A conselleira de Economia, María Jesús Lorenzana, durante a sua intervenção no Fórum Santander: Visão empresarial, estratégia e futuro / Xunta

A conselleira de Economia e Industria, María Jesús Lorenzana, detalha as linhas mestras da política industrial da Xunta de Galiza. Durante a sua intervenção no Fórum Santander: Visão empresarial, estratégia e futuro, Lorenzana defendeu que o Governo galego está a desenvolver uma política industrial de antecipação para aproveitar as diferentes oportunidades para a captação de investimentos.

“A liderança industrial constrói-se com antecipação, também com capacidade de resposta e com a vontade de compreender como as empresas tomam as suas decisões”, explicou. Segundo ressaltou, “os grandes investimentos não nascem no dia em que são anunciados.

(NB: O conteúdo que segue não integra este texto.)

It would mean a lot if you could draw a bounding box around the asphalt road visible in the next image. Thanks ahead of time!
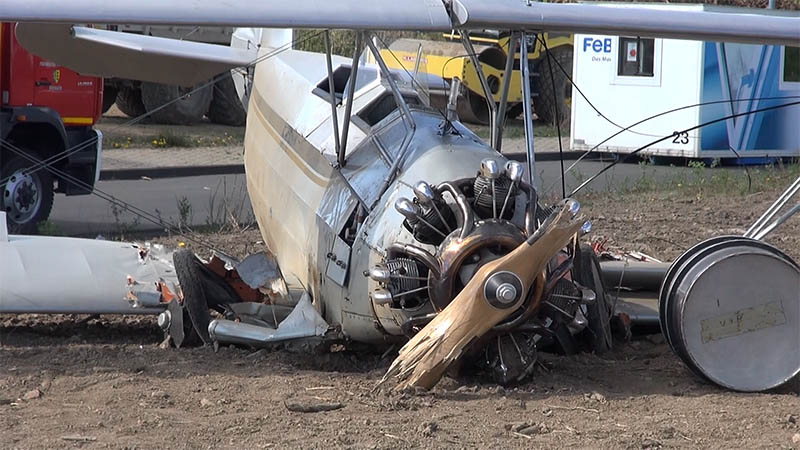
[50,161,736,237]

Nesse dia tornam-se visíveis, mas começam muito antes”. “Começam quando um território prepara o solo empresarial que as empresas vão precisar; quando aposta no talento antes que apareça a demanda; quando reforça o seu sistema de inovação; quando planeia as suas infraestruturas; e quando incorpora a energia como um fator essencial da competitividade industrial”, precisou.

Nesse sentido, Lorenzana partilhou que o objetivo da Xunta não é “atrair investimentos isolados”. “Procuramos construir uma carteira de projetos industriais capazes de transformar a economia galega”, precisou, antes de fazer referência aos 17 projetos industriais declarados como estratégicos, com a Oficina Económica de Galiza, que oferece uma resposta integrada durante todo o processo de investimento.

A aposta da Xunta

Além disso, a titular da Economia do Executivo galego sublinhou que, se durante quarenta anos Galiza desenvolveu algo mais de 11 milhões de metros quadrados de solo público, hoje estão em curso ações que permitirão incorporar quase 12 milhões de metros quadrados mais até 2030, com um investimento de mais de 440 milhões de euros. “Quando uma empresa está a decidir onde vai crescer, cada metro quadrado de solo industrial disponível significa que pode escolher Galiza e que, portanto, um projeto pode ser iniciado antes e que um emprego pode chegar antes”, afirmou.

Na sua opinião, “a capacidade para fabricar continuará a ser decisiva, mas a capacidade para inovar fará a diferença”, motivo pelo qual foi lançada a nova Estratégia Galega de Inovação, que mobilizará mais de 400 milhões de euros, reforçando a transferência de conhecimento, a colaboração entre empresas e centros tecnológicos, assim como a incorporação da inovação ao tecido produtivo.

“No fim, um território preparado é aquele que combina indústria, conhecimento e capacidade de execução. E esse é o modelo pelo qual Galiza quis apostar”, apontou Lorenzana, que partilhou a sua convicção de “que nos próximos anos seremos capazes de mudar a nossa posição no mapa industrial europeu”.